Souvent considérée comme le "syndicat des chefs d'Etat africain" qui défend les intérêts des pouvoirs en place, l'Union africaine a estimé vendredi que "le respect des résultats de l'élection est crucial".
"Ceux qui sapent le processus électoral, menacent la paix, la sécurité ou la stabilité de la RDC, ou bénéficient de la corruption, risquent de ne plus être les bienvenus aux Etats-Unis ou d'être interdits d'accès au système financier américain", a prévenu le département d'Etat.

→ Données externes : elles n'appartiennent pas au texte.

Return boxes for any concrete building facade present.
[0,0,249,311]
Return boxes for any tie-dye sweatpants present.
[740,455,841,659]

Intimidation et harcèlement
La RDC n'a jamais connu de transmission pacifique du pouvoir depuis son indépendance le 30 juin 1960, 18 mois à peine après les émeutes du 4 janvier 1959 étouffées dans le sang par le colonisateur belge. Joseph Kabila, au pouvoir depuis l'assassinat de son père en 2001, avait élu en 2006 et réélu en 2011 dans la contestation.
Pour ce scrutin, trois candidats sont en course pour la succession du président Kabila - qui selon la Constitution ne peut effectuer plus de deux mandats d'affilée: son "dauphin" désigné l'ex-ministre de l'Intérieur Emmanuel Ramazani Shadary et les deux opposants Martin Fayulu et Félix Tshisekedi.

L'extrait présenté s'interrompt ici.